Мне было десять лет, когда батюшка вернулся из походов. В качестве штаб-лекаря прошел он с конной гвардией всю Европу, побывал в Париже, видел там много занятного и привез оттуда шелковые жилеты, подзорную трубку и новейшие издания Фернейского мудреца. Во время этих походов, в сражении под Лейпцигом, был тяжело ранен один из наших конногвардейцев, блестящий и богатейший молодой человек, князь Сергей Матвеевич Гудалов. Санитары подобрали его на поле сражения и принесли к батюшке в лазарет. Вот этого князя Гудалова спас мой отец от верной смерти. Всегда внимательный к раненым, на сей раз он проявил особливую заботливость. Почему-то полюбился ему молодой князь, и батюшка ходил за ним, как мать за младенцем. Не предвидел тогда мой отец, какое значение будет иметь в нашей жизни этот офицер. Однако не буду предупреждать событий.

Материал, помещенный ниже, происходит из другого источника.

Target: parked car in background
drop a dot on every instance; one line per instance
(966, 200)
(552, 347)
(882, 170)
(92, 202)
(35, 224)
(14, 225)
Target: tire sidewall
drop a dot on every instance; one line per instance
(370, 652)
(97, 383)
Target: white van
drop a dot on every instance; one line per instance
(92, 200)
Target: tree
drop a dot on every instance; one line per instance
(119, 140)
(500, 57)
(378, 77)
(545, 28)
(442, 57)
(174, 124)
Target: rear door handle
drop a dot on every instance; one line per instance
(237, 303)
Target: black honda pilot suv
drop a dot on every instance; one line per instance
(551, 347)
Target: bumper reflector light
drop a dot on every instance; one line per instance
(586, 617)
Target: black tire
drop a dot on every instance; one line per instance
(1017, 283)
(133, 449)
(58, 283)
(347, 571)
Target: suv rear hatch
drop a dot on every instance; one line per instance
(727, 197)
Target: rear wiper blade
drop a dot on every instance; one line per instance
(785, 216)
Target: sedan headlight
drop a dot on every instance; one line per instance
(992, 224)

Итак, батюшка, вернувшись в Санкт-Петербург, поселился в Измайловском полку и зажил небогато, но мирно и благополучно. Матушка моя, Евдокия Петровна, была женщина кроткого нрава, во всем с мужем согласная. Она решалась робко ему прекословить лишь в тех редких случаях, когда батюшка, выпив пуншу, вдруг, бывало, начнет вольнодумствовать. Должен признаться, что, подрастая, при таких спорах был я обычно на стороне отца, а сестра Машенька всегда сочувствовала матушке. Впрочем, при родителях мы оба помалкивали, робея. Машенька была на год старше меня. Надобно сказать, что мои родители были столбовые дворяне, хотя наши деды уже давно утратили свои поместья. Крепостных у нас не было. Единственная служанка, Елисавета, работала у нас по вольному найму. Само собою разумеется, что родители мои не могли поддерживать знакомств в высшем круге, но, как теперь я понимаю, на беду нашу батюшка с матушкой бывали иногда у графа Милорадовича, который приходился матушке двоюродным дядей. Обыкновенно нас, детей, возили к нему на елку в сочельник. Так, в злополучный 1817 год повезли нас на эту неприятную елку, одев меня Гарун-аль-Рашидом, а сестрицу Машеньку Зетюльбою, которую в тот год танцовала на Большой сцене Истомина в балете «Калиф Багдадский» господина Дидло.